A fall‑inspired pasta salad loaded with roasted butternut squash, Brussels sprouts, crisp apples, fresh thyme, and tossed with goat cheese and a maple‑dijon vinaigrette.


Ingredients

  • 8 oz dry pasta (rotini or similar)
  • 2 cups Brussels sprouts, diced
  • 2 cups butternut squash, diced
  • 2 cups apple, diced (Honeycrisp suggested)
  • 1 tablespoon fresh thyme, chopped (or 1 teaspoon dried thyme)
  • 2 tablespoons extra‑virgin olive oil
  • 1 teaspoon kosher salt
  • ½ teaspoon black pepper
  • 4 oz goat cheese (or feta, for topping)
  • ¼ cup dried cranberries (optional)
  • For the dressing:
    • ⅓ cup extra‑virgin olive oil
    • ¼ cup balsamic vinegar
    • 1 tablespoon Dijon mustard
    • 1 tablespoon maple syrup
    • 1 clove garlic, minced
    • ½ teaspoon kosher salt
    • ¼ teaspoon black pepper

Instructions

  1. Preheat the oven to 400 °F (200 °C).
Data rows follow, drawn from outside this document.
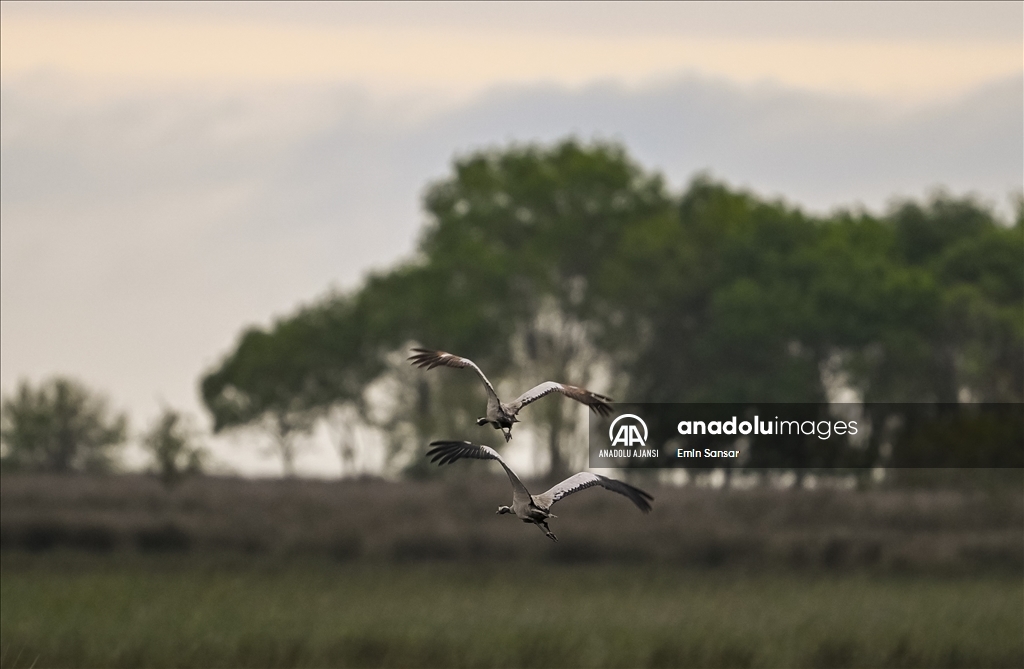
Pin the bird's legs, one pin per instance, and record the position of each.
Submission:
(543, 525)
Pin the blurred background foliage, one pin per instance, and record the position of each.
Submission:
(572, 262)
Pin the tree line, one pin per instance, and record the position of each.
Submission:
(570, 261)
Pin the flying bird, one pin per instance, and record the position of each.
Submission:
(502, 415)
(536, 508)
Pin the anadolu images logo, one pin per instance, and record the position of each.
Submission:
(629, 433)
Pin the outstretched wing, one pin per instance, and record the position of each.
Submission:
(584, 479)
(597, 403)
(425, 358)
(446, 452)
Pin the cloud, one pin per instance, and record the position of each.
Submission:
(142, 230)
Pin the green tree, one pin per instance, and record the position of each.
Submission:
(558, 261)
(503, 275)
(174, 447)
(59, 426)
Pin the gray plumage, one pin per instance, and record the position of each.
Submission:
(536, 508)
(501, 415)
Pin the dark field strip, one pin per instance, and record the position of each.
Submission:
(69, 610)
(955, 530)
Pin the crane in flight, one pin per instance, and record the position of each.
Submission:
(536, 508)
(502, 415)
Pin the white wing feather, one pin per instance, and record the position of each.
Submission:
(585, 479)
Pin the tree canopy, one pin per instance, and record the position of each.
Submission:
(59, 426)
(559, 261)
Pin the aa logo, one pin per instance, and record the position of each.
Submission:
(629, 431)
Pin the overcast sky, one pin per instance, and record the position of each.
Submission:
(172, 173)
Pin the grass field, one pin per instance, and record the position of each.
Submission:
(68, 610)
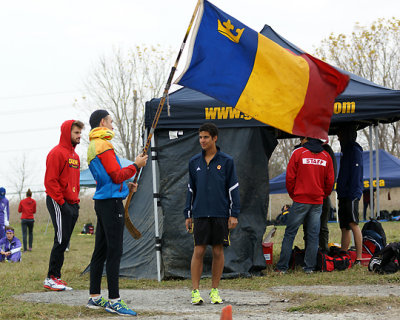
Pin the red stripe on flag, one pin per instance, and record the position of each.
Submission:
(325, 84)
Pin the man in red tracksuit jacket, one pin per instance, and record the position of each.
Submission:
(309, 179)
(62, 188)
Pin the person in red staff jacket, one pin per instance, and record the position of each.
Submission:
(62, 188)
(309, 179)
(27, 208)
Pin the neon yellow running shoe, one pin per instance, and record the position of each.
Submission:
(214, 296)
(196, 299)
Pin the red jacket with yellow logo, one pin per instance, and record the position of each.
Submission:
(62, 169)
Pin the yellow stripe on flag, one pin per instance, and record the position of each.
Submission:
(277, 86)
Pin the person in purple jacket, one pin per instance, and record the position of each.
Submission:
(4, 212)
(10, 247)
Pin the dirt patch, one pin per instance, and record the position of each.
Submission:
(175, 304)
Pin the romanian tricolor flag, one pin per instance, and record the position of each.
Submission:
(239, 66)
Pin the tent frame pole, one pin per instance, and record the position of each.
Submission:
(371, 174)
(377, 170)
(155, 206)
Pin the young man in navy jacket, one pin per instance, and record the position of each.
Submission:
(212, 208)
(349, 188)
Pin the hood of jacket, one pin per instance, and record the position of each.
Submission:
(314, 145)
(65, 138)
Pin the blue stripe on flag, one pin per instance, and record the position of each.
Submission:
(220, 67)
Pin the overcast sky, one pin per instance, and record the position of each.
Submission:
(48, 47)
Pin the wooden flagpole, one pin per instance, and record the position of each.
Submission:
(128, 222)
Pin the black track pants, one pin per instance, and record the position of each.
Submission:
(64, 218)
(108, 246)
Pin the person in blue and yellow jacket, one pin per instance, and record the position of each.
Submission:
(111, 189)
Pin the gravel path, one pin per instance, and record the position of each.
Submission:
(174, 304)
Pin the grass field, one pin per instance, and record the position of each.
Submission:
(28, 275)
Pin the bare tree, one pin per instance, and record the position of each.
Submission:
(21, 175)
(122, 83)
(373, 53)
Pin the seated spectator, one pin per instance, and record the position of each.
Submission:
(10, 247)
(282, 217)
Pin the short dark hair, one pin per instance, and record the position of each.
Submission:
(96, 117)
(78, 124)
(10, 228)
(210, 127)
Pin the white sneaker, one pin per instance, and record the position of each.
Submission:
(53, 284)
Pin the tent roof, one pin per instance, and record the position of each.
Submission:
(389, 172)
(363, 102)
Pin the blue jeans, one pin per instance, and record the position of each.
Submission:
(300, 212)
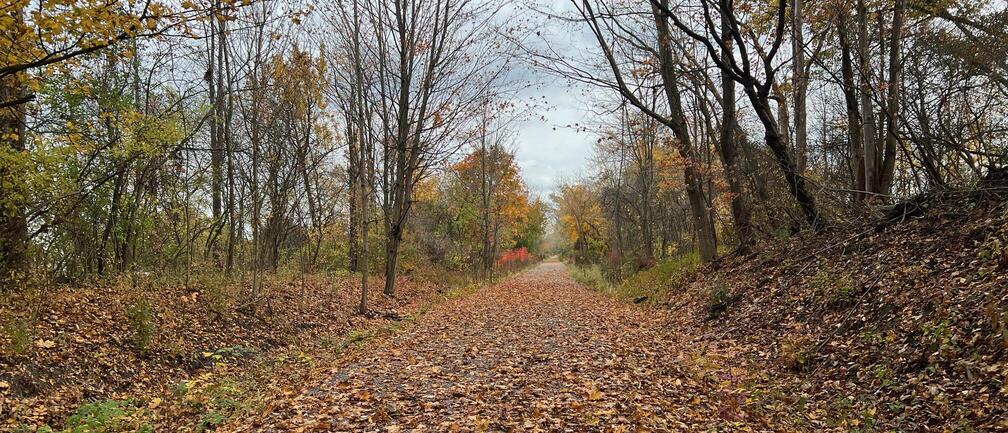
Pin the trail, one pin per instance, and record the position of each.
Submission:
(534, 352)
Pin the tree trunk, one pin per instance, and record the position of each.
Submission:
(798, 83)
(854, 131)
(893, 88)
(706, 243)
(729, 152)
(867, 110)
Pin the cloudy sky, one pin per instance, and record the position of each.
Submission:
(548, 147)
(548, 150)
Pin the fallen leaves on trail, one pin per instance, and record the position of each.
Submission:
(536, 352)
(80, 345)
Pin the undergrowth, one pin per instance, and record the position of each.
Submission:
(652, 285)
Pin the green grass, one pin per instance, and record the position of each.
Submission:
(651, 285)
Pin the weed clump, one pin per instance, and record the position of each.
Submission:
(141, 321)
(719, 298)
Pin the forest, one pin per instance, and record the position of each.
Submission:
(373, 215)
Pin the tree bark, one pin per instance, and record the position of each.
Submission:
(729, 152)
(869, 131)
(893, 90)
(854, 131)
(798, 83)
(706, 242)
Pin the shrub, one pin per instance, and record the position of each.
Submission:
(513, 259)
(719, 298)
(141, 321)
(17, 333)
(651, 284)
(590, 276)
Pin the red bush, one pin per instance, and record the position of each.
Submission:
(514, 258)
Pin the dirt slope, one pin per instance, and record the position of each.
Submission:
(885, 326)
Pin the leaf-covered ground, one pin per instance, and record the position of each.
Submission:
(535, 352)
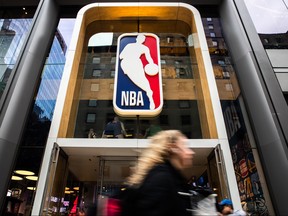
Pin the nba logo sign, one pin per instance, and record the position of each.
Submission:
(138, 79)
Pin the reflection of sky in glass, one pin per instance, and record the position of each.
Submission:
(65, 27)
(269, 16)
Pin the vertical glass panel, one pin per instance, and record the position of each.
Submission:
(249, 184)
(271, 22)
(179, 66)
(37, 128)
(12, 35)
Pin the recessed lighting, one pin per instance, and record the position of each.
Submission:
(32, 178)
(24, 172)
(16, 178)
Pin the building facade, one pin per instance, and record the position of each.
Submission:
(224, 83)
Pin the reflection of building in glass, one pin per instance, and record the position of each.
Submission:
(12, 35)
(226, 33)
(274, 41)
(51, 77)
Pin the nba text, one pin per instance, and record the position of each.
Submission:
(132, 98)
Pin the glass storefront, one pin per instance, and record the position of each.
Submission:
(184, 84)
(37, 129)
(187, 103)
(271, 22)
(95, 108)
(13, 32)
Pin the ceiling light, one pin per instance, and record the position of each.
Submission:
(32, 178)
(16, 178)
(24, 172)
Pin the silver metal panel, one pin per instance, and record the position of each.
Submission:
(278, 58)
(283, 81)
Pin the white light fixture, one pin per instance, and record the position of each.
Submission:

Prepare a baking sheet with greased parchment paper. Dice the butternut squash, Brussels sprouts, and apple.
  2. Toss the butternut squash and Brussels sprouts in olive oil, fresh thyme, salt, and pepper, then roast in the oven for 20 minutes. After 20 minutes, push veggies to one side of the pan, add the diced apples, and roast another 10‑15 minutes or until all are fork tender.
  3. While veggies are roasting, cook the pasta in salted boiling water according to package instructions (or 1‑2 minutes less for al dente). Drain, saving about a tablespoon of pasta water, toss pasta with a drizzle of olive oil or with a little pasta water, then let it cool.
  4. Make the maple‑dijon dressing by whisking together olive oil, balsamic vinegar, Dijon mustard, maple syrup, minced garlic, salt, and pepper.
  5. Once roasted veggies and apples are cooled, assemble salad: in a large bowl, combine cooled pasta, roasted veggies & apples, goat cheese, and dried cranberries (if using). Pour on dressing and toss to coat everything evenly.
  6. If preparing in advance, wait to add goat cheese and dressing until just before serving to maintain freshness.

Notes

  • Add a bit of olive oil to the pasta right after draining to prevent sticking.
  • If making ahead, roast vegetables and make dressing in advance; add goat cheese and dressing just before serving.
  • Choose a pasta shape with grooves or ridges to hold more dressing.
  • Substitute fresh thyme with 1 tsp dried thyme if that’s what you have.
  • Vary the recipe by adding seeds (pumpkin, sunflower), pomegranate seeds, or a plant‑based protein to make it more filling.
  • Vegetables storage: leftover salad keeps in the fridge for 3‑4 days.